All contrast agents currently approved by the U.S. Food and Drug Administration use gadolinium, a rare earth element once considered safe, but is now linked to nephrogenic systemic fibrosis. The FDA and European Medicines Agency have become increasingly concerned about gadolinium deposits in brain tissue, bone and skin of patients with multiple exposures, and have placed restrictions on the use of gadolinium contrast agents.

Timothy Cook.

The Morrow and Cook team will use a $49,735 award to develop a new MRI contrast agent that replaces gadolinium with iron-derived compounds. Morrow is co-founder of Ferric Contrast, a startup that is working to commercialize this product.

Development of Acid-Switch ADCs to Treat HER2 Expressing Solid Tumors

Dhaval K. Shah, Department of Pharmaceutical Sciences

Antibody-Drug Conjugates (ADCs) are a class of molecules which promise to selectively deliver chemotherapeutic drugs precisely to cancer cells, avoiding toxic side effects typically associated with chemotherapy. Despite significant recent advancements, ADCs have suffered from lack of efficacy in low antigen expressing patients and off-target toxicity.

Dhaval Shah.

The $80,000 award will assist Shah and his team in using antibody engineering approaches to improve cellular delivery of ADCs, thereby mitigating their toxic effects and improving their potency.

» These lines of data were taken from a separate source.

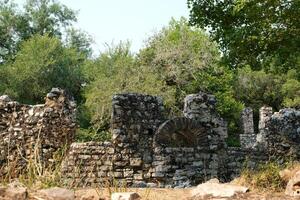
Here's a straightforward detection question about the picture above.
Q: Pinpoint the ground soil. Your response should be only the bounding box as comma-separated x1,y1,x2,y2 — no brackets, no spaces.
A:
71,188,294,200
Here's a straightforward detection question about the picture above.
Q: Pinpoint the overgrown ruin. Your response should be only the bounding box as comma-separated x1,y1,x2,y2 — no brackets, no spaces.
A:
0,89,300,187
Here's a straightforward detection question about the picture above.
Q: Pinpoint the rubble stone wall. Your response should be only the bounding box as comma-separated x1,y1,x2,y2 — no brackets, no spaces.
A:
0,88,76,176
62,94,227,187
0,89,300,188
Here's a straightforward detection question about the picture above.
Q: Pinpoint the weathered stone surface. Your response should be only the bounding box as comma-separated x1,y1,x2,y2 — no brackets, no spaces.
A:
0,89,76,176
285,171,300,197
111,192,141,200
192,179,249,198
183,92,228,140
38,187,75,200
4,187,28,200
241,107,254,134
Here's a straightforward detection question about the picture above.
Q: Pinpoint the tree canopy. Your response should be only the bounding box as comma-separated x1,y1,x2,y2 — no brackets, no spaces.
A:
0,0,77,63
188,0,300,75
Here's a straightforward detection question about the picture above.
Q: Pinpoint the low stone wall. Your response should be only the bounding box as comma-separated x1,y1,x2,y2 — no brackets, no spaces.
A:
0,89,300,188
62,142,226,187
0,88,76,176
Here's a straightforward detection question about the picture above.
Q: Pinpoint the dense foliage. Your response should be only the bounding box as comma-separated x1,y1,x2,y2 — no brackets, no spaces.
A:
188,0,300,76
0,0,300,144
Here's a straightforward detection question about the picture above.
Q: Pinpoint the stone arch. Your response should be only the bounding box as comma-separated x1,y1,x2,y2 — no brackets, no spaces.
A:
154,117,208,147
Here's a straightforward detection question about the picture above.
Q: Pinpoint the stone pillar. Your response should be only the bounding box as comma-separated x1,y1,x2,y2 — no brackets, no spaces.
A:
241,108,254,134
240,108,256,149
183,92,216,122
256,106,273,148
111,93,164,186
183,92,228,141
258,106,273,132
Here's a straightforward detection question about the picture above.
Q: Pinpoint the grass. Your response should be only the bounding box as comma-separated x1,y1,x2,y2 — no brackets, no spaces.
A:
237,161,300,192
0,130,66,189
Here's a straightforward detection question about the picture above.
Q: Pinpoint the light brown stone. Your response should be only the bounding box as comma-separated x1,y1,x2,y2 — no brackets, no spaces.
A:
111,192,141,200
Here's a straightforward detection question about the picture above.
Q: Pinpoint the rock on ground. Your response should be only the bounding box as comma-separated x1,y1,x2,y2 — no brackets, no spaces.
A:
37,187,75,200
191,179,249,198
285,170,300,197
111,192,141,200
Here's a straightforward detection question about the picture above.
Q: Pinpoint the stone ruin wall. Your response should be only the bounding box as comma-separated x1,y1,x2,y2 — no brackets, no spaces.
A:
0,89,300,188
0,88,76,177
62,94,227,187
62,93,300,188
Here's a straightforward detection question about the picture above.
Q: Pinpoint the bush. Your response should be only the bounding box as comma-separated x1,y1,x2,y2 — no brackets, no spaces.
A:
84,43,175,132
238,162,286,192
5,35,82,103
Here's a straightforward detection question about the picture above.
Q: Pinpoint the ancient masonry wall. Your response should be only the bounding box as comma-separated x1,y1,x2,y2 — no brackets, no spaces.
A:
0,88,76,176
0,88,300,188
62,94,227,187
62,93,300,188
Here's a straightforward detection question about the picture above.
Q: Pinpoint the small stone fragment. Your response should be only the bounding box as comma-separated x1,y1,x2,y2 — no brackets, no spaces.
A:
111,192,141,200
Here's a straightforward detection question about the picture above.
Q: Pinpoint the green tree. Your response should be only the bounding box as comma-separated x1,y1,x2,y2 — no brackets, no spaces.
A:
0,0,76,63
5,35,82,103
84,43,175,132
234,67,286,111
187,0,300,74
138,18,243,144
138,18,219,110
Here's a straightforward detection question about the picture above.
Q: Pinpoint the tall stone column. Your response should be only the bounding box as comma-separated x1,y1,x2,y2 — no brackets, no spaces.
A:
240,108,256,149
256,106,273,147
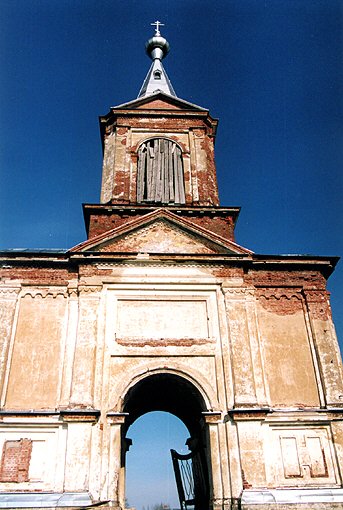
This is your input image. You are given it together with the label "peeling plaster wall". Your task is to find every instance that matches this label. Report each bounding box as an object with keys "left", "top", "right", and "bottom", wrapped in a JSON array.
[
  {"left": 0, "top": 259, "right": 343, "bottom": 508},
  {"left": 5, "top": 293, "right": 66, "bottom": 409}
]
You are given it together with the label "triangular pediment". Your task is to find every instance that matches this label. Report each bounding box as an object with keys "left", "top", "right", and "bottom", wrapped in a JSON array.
[
  {"left": 111, "top": 91, "right": 207, "bottom": 112},
  {"left": 70, "top": 209, "right": 251, "bottom": 255}
]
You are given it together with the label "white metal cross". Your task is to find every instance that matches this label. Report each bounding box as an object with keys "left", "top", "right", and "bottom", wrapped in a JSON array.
[{"left": 150, "top": 21, "right": 164, "bottom": 35}]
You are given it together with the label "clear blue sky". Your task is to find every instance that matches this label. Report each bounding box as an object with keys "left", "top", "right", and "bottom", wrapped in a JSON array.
[{"left": 0, "top": 0, "right": 343, "bottom": 508}]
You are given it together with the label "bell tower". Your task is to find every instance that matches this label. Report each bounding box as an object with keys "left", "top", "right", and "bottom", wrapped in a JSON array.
[{"left": 84, "top": 22, "right": 239, "bottom": 241}]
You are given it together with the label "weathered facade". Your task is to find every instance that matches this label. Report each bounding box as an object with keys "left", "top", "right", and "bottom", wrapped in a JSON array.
[{"left": 0, "top": 26, "right": 343, "bottom": 510}]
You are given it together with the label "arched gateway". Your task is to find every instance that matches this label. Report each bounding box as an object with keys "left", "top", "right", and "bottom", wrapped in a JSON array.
[
  {"left": 0, "top": 22, "right": 343, "bottom": 510},
  {"left": 121, "top": 371, "right": 211, "bottom": 510}
]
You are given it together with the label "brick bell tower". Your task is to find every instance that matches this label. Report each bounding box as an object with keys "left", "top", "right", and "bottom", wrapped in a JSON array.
[
  {"left": 80, "top": 23, "right": 245, "bottom": 252},
  {"left": 0, "top": 22, "right": 343, "bottom": 510}
]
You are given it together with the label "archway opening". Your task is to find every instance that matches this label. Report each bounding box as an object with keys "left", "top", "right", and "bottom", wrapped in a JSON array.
[
  {"left": 126, "top": 411, "right": 189, "bottom": 510},
  {"left": 122, "top": 373, "right": 210, "bottom": 510}
]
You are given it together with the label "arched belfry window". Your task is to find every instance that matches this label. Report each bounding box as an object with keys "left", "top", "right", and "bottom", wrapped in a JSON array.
[{"left": 137, "top": 138, "right": 185, "bottom": 204}]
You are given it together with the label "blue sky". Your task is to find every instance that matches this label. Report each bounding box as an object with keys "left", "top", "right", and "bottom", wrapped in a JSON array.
[{"left": 0, "top": 0, "right": 343, "bottom": 508}]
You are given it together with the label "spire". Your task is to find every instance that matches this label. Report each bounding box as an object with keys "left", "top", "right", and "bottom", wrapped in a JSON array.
[{"left": 138, "top": 21, "right": 177, "bottom": 97}]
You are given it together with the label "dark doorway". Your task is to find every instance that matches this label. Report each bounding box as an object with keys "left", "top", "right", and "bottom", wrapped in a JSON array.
[{"left": 122, "top": 373, "right": 210, "bottom": 510}]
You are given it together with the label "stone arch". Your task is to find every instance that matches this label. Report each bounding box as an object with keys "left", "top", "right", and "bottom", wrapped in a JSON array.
[
  {"left": 110, "top": 363, "right": 219, "bottom": 413},
  {"left": 137, "top": 136, "right": 186, "bottom": 205},
  {"left": 121, "top": 369, "right": 212, "bottom": 510}
]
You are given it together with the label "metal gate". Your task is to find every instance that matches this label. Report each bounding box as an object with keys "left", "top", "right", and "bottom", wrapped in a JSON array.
[{"left": 170, "top": 446, "right": 209, "bottom": 510}]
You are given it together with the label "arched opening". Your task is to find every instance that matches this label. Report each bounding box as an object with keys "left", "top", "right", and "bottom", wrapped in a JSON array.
[
  {"left": 137, "top": 138, "right": 186, "bottom": 205},
  {"left": 122, "top": 373, "right": 210, "bottom": 510},
  {"left": 126, "top": 411, "right": 189, "bottom": 510}
]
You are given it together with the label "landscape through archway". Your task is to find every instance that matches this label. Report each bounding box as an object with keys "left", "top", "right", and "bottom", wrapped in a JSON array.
[{"left": 122, "top": 373, "right": 210, "bottom": 510}]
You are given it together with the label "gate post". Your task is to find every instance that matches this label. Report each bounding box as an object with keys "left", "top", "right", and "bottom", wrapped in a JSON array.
[
  {"left": 107, "top": 413, "right": 128, "bottom": 510},
  {"left": 202, "top": 412, "right": 230, "bottom": 510}
]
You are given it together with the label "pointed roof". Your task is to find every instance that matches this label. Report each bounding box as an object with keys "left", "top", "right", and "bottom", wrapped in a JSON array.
[
  {"left": 138, "top": 21, "right": 177, "bottom": 97},
  {"left": 69, "top": 208, "right": 253, "bottom": 255},
  {"left": 138, "top": 58, "right": 177, "bottom": 97}
]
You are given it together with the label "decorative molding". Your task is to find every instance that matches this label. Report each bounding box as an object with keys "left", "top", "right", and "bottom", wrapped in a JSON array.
[
  {"left": 20, "top": 287, "right": 68, "bottom": 299},
  {"left": 225, "top": 407, "right": 272, "bottom": 421},
  {"left": 0, "top": 286, "right": 21, "bottom": 299},
  {"left": 116, "top": 337, "right": 212, "bottom": 347},
  {"left": 201, "top": 411, "right": 223, "bottom": 425},
  {"left": 221, "top": 285, "right": 255, "bottom": 299},
  {"left": 106, "top": 411, "right": 129, "bottom": 425},
  {"left": 78, "top": 285, "right": 102, "bottom": 297},
  {"left": 60, "top": 409, "right": 100, "bottom": 423}
]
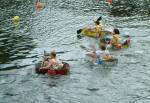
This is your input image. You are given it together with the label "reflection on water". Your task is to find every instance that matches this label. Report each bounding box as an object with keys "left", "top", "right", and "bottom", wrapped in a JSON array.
[
  {"left": 0, "top": 0, "right": 150, "bottom": 103},
  {"left": 111, "top": 0, "right": 150, "bottom": 16},
  {"left": 0, "top": 0, "right": 35, "bottom": 70}
]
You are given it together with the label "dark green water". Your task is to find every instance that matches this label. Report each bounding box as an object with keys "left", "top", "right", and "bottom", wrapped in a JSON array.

Innovation Hub applications are accepted on a biannual basis. The current funding schedule is found on the program’s website.

Innovation Hub supports moving innovative, technology-driven solutions to current and future problems to have a wide-ranging positive local, national and global impact. Applicants must be from UB or partner organizations Roswell Park Comprehensive Cancer Center, The Jacobs Institute, Hauptman-Woodward Medical Research Institute and Kaleida Health.